= John Sawruk =

John Sawruk (November 23, 1946 - November 12, 2008) was an American executive. He was also the official historian of the Pontiac Motor Division of GM.

John was a licensed engineer, receiving his Bachelor of Science in mechanical engineering from the New Jersey Institute of Technology and his MBA from Wayne State University.

In 1978, a highlight of this career was presented with the prestigious Boss Kettering Award from General Motors.
He held a U.S. patent for an engine with charge equalizing intake manifold on the 4-cylinder “Iron Duke” engine.
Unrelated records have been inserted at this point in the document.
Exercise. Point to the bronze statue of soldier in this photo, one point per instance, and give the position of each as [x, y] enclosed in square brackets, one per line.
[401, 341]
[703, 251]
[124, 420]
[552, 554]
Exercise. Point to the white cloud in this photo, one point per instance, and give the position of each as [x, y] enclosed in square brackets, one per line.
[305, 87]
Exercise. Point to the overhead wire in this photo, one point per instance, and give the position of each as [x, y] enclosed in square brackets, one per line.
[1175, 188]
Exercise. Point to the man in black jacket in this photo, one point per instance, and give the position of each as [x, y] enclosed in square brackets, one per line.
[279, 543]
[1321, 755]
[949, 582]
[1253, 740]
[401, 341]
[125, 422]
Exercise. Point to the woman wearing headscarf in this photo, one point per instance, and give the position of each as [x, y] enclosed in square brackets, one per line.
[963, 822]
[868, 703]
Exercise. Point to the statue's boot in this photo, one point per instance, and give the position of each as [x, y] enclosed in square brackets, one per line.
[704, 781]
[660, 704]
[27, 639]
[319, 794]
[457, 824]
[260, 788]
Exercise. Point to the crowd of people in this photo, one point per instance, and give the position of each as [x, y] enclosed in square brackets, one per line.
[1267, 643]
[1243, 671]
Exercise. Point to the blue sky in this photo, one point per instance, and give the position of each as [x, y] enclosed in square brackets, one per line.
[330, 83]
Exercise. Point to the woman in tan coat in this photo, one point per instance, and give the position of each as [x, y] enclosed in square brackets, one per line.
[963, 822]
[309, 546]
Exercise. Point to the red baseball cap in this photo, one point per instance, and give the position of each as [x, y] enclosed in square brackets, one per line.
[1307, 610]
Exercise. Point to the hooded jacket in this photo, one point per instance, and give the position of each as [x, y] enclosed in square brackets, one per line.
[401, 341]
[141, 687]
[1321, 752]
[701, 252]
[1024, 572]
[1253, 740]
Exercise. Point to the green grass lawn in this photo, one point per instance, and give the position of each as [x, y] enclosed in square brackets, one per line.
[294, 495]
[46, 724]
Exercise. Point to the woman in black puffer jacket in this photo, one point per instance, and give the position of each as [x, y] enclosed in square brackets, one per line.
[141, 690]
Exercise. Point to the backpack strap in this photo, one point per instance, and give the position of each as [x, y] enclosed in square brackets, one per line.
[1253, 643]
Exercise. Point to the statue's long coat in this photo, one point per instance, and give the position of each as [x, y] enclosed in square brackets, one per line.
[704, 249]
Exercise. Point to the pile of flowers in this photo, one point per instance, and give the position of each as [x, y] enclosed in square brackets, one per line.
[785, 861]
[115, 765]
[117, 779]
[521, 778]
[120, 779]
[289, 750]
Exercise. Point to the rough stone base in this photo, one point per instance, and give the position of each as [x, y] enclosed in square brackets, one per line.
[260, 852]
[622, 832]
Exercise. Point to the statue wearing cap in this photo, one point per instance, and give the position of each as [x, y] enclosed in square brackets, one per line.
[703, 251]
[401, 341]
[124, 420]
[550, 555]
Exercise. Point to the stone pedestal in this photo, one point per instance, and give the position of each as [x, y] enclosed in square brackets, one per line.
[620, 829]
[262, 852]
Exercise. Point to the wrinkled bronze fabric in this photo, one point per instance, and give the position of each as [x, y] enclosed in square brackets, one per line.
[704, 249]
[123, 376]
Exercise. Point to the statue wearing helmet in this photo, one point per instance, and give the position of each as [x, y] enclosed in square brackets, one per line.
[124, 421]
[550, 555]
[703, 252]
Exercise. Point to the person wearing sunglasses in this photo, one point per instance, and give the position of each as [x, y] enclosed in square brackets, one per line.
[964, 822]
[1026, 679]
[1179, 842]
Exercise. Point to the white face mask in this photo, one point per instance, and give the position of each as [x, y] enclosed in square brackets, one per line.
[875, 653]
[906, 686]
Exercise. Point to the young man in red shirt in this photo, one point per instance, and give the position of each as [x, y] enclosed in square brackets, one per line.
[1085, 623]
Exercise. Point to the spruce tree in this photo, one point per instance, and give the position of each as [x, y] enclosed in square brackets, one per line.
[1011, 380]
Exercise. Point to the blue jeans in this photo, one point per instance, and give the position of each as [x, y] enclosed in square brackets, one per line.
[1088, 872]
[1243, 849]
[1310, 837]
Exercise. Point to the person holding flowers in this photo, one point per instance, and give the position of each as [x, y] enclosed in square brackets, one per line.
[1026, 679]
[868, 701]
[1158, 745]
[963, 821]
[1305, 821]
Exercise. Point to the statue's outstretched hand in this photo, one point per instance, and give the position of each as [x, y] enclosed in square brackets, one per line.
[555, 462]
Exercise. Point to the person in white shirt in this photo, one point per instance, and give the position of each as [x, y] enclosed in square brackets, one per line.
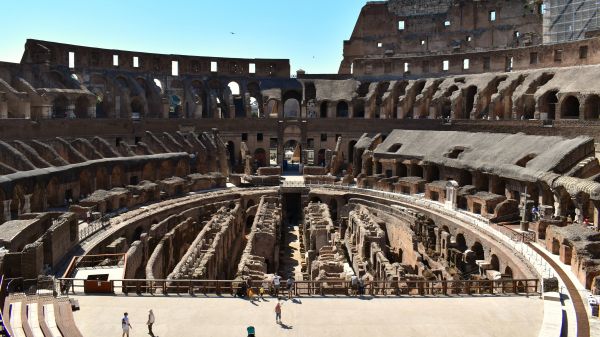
[125, 325]
[150, 322]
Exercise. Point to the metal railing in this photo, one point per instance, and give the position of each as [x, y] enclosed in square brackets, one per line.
[308, 288]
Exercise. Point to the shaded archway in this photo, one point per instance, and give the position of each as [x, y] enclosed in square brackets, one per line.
[570, 108]
[231, 152]
[81, 107]
[60, 106]
[323, 109]
[291, 108]
[592, 107]
[469, 101]
[260, 157]
[341, 110]
[137, 108]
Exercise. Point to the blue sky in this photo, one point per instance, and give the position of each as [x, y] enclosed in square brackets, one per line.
[308, 32]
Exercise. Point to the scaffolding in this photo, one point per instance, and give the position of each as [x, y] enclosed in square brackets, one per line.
[567, 20]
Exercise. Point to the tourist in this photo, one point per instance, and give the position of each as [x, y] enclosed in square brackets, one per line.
[276, 284]
[361, 286]
[353, 285]
[125, 325]
[278, 313]
[290, 286]
[150, 322]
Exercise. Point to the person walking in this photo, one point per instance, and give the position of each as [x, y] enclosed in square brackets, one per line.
[125, 325]
[278, 313]
[276, 284]
[150, 322]
[290, 285]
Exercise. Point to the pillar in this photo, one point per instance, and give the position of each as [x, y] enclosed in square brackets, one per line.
[7, 210]
[27, 204]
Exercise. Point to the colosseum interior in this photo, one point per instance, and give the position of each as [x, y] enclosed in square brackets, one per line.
[465, 181]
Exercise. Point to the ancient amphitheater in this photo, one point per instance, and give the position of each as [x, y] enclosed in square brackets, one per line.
[445, 181]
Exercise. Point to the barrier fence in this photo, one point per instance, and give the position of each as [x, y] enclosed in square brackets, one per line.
[304, 288]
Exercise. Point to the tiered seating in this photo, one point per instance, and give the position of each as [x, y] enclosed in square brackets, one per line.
[64, 318]
[32, 320]
[50, 321]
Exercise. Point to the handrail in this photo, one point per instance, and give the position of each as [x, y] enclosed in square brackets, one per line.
[306, 288]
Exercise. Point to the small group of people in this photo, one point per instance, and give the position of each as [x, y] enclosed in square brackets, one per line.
[126, 325]
[357, 285]
[247, 291]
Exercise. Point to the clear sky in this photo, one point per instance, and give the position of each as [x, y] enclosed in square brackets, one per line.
[308, 32]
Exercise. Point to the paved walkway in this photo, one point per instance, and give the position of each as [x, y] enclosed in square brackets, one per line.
[186, 316]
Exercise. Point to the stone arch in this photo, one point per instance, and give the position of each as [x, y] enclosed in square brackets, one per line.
[477, 248]
[469, 103]
[495, 262]
[54, 197]
[149, 172]
[165, 170]
[137, 107]
[548, 103]
[341, 110]
[182, 169]
[117, 177]
[85, 184]
[461, 243]
[273, 108]
[82, 105]
[260, 157]
[569, 109]
[60, 107]
[102, 178]
[351, 146]
[323, 110]
[592, 107]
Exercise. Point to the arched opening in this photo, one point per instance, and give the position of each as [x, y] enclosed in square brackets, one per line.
[323, 109]
[231, 152]
[137, 108]
[102, 179]
[477, 248]
[149, 172]
[260, 158]
[273, 108]
[351, 145]
[359, 109]
[116, 177]
[321, 157]
[81, 107]
[137, 234]
[291, 108]
[255, 108]
[495, 262]
[174, 106]
[238, 102]
[291, 155]
[341, 110]
[60, 106]
[570, 108]
[592, 107]
[461, 243]
[550, 103]
[333, 208]
[469, 101]
[85, 184]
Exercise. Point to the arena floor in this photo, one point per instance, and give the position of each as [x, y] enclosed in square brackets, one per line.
[186, 316]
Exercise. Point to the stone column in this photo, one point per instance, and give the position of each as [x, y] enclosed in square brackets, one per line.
[7, 210]
[27, 204]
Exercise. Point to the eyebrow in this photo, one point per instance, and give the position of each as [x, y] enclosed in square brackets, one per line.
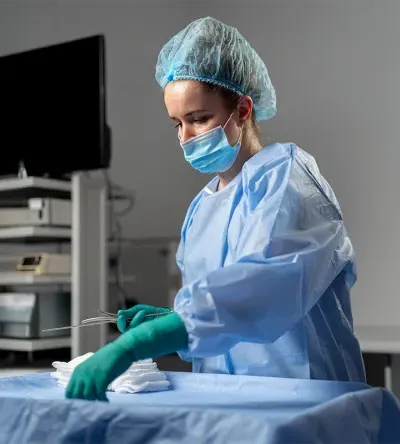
[190, 113]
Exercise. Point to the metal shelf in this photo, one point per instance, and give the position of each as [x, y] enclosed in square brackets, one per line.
[25, 278]
[35, 234]
[30, 345]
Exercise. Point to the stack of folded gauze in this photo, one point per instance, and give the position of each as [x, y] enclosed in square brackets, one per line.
[142, 376]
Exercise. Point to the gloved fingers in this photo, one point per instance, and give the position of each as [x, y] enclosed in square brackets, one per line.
[100, 391]
[138, 319]
[69, 393]
[121, 324]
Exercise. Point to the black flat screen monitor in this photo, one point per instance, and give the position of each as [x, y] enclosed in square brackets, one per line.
[53, 109]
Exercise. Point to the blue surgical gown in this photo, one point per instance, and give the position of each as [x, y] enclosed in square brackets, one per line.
[267, 269]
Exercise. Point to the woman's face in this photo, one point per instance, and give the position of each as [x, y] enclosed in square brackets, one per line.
[194, 110]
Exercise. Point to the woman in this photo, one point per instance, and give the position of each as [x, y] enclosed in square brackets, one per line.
[266, 262]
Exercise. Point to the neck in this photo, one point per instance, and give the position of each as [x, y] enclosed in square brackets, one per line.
[246, 152]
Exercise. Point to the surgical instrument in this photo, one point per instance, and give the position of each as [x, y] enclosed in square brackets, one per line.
[106, 318]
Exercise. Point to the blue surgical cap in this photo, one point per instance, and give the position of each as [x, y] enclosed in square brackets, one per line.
[210, 51]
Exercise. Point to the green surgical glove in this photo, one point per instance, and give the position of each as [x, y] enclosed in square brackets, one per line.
[137, 315]
[162, 336]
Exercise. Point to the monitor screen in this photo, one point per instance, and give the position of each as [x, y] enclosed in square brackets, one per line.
[53, 109]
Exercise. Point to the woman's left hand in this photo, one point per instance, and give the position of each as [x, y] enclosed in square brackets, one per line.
[91, 379]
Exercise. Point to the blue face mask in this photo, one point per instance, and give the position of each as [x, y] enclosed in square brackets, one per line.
[211, 152]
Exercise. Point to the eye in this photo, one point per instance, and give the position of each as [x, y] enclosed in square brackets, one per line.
[201, 120]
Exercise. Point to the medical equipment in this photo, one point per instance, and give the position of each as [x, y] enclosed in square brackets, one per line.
[64, 109]
[38, 212]
[136, 315]
[212, 52]
[106, 318]
[24, 315]
[45, 264]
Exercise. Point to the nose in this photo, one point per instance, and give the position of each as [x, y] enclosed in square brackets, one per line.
[185, 133]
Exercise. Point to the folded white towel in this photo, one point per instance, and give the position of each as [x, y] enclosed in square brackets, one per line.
[142, 376]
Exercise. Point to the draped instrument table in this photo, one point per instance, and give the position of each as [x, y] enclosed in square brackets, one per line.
[201, 408]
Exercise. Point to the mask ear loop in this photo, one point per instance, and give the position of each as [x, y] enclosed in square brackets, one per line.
[239, 139]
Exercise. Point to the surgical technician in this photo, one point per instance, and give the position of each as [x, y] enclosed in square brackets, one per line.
[266, 261]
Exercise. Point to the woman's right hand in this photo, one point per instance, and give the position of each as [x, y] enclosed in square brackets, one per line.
[134, 316]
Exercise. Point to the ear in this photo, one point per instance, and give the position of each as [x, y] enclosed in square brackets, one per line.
[245, 108]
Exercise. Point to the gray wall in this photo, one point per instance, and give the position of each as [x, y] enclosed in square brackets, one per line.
[335, 65]
[336, 68]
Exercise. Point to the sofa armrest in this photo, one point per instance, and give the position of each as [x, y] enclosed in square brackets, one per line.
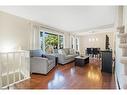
[61, 58]
[38, 60]
[51, 57]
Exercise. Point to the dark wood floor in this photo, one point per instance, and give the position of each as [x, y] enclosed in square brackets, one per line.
[70, 77]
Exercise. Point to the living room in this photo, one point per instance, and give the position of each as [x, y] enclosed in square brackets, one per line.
[31, 38]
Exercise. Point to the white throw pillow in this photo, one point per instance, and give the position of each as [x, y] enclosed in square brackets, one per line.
[71, 51]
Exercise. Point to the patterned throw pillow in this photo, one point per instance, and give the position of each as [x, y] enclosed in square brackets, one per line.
[44, 56]
[72, 51]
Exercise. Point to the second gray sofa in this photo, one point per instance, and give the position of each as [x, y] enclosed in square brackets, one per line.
[66, 55]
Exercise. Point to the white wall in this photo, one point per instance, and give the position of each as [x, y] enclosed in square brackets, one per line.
[19, 32]
[13, 31]
[120, 71]
[100, 43]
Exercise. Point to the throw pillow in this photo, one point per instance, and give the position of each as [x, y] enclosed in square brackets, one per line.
[71, 51]
[44, 56]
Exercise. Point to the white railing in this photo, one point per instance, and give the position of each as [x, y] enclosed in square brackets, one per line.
[14, 67]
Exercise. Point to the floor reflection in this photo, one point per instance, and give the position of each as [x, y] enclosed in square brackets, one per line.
[94, 74]
[57, 81]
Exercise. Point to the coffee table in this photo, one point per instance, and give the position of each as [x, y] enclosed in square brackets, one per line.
[81, 61]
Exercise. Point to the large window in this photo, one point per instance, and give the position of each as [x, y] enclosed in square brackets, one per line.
[77, 44]
[72, 42]
[50, 42]
[61, 42]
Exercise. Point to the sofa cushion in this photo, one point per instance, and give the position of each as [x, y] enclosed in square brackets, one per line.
[71, 51]
[61, 51]
[69, 56]
[66, 50]
[36, 53]
[50, 62]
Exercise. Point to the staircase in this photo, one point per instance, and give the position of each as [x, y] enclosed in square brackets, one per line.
[123, 45]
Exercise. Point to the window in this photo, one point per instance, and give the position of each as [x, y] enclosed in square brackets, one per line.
[72, 42]
[60, 41]
[50, 42]
[42, 40]
[77, 44]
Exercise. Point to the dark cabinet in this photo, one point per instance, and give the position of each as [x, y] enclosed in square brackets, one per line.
[106, 61]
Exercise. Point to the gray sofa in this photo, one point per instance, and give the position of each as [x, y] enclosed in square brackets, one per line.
[66, 55]
[40, 63]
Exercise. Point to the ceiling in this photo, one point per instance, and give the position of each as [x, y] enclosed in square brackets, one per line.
[67, 18]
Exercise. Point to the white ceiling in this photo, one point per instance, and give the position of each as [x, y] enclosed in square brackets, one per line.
[67, 18]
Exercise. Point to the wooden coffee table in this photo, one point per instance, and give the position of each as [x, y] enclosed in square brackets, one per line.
[81, 61]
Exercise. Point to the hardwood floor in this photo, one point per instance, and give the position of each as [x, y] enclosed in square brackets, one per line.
[70, 77]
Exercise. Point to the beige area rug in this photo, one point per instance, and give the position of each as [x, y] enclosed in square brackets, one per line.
[13, 77]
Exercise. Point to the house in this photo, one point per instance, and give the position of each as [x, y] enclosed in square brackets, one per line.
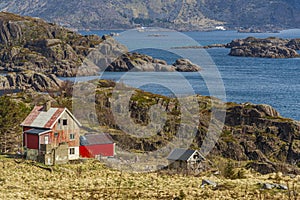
[185, 160]
[97, 146]
[51, 135]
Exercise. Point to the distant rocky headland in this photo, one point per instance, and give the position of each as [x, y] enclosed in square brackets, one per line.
[271, 47]
[32, 44]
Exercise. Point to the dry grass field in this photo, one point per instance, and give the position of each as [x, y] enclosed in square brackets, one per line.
[20, 179]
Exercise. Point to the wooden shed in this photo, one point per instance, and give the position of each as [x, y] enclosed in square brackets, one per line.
[96, 146]
[185, 159]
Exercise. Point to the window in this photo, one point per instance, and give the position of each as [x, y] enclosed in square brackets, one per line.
[72, 136]
[72, 151]
[65, 122]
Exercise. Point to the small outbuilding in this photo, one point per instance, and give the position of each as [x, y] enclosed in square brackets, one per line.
[96, 146]
[185, 160]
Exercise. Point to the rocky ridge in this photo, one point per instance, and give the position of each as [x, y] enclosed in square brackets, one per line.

After retiring, John enjoyed attending car enthusiast events, often speaking at technical sessions of the GTO Association of America (GTOAA). He would bring his black 1971½ Pontiac GT-37, a rare car of historical significance. Pontiac only produced a few thousand of the GT-37's in 1970 and 1971, a car based on the same body platform as the more numerous and popular Pontiac GTO.

==Career time line==
- 1967 - Internship at General Motors
- 1968 - Began GM career as an Entry-level engineer in the Special Problems Laboratory
- 1969 - Engineer in Experimental Engine Group
- 1970 - Project manager for unleaded fuel
- 1974 - Project manager for the 2.5L 4-cyl engine development
- 1976 - Participated in a Florida test trip of Pontiac drivetrains
- 1978 - Supervisor of the Experimental Powertrain Group
- 1979 - "Eighth Level" Manager of Service Engineering in the Sales Department
- 1980 - Developing a division-wide Value Engineering program
- 1981 - Led Value Engineering seminar to improve quality
- 1982 - Moved to Staff Engineer for Transmission and Axle
- 1983 - Made the official GM Historian for the Pontiac Division
- 1984 - Participated in the press preview for the '84 Pontiac Trans Am and other models at GM Proving Grounds
- 1986 - Ran Pontiac Motorsports and Specialty Vehicles
- 1987 - Moved back to Advanced Vehicle Engineering
- 1997 - Participated in tech seminars during the 25th Anniversary POCI Convention in Denver, Colorado along with Smokey Yunick and John DeLorean.
- 2002 - Retired as a GM Engineering Director
- 2004 - Seminar at GTOAA Nats in Pontiac Michigan. The 40th Anniversary of the GTO coincided with the 25th Anniversary of the GTOAA, and release of new 2004 GTO. John's seminar covered the Pontiac GT-37. During the seminar, John also showed some other little-known facts to the GTO enthusiasts, including the build sheet of the very first Pontiac GTO built.

==Death==

John was diagnosed with kidney cancer in 1997 and was doing well until November 2007. Typically once someone has been diagnosed with kidney cancer, they only have a 5% chance to live beyond one year. John went through two surgeries and many different experimental drugs over his last few years to be able to live an additional 11 years beyond the odds. On September 30, 2008 the doctor gave him six months, or less, to live and on the morning of November 12, 2008 he died at age 61, just 11 days before his 62nd birthday.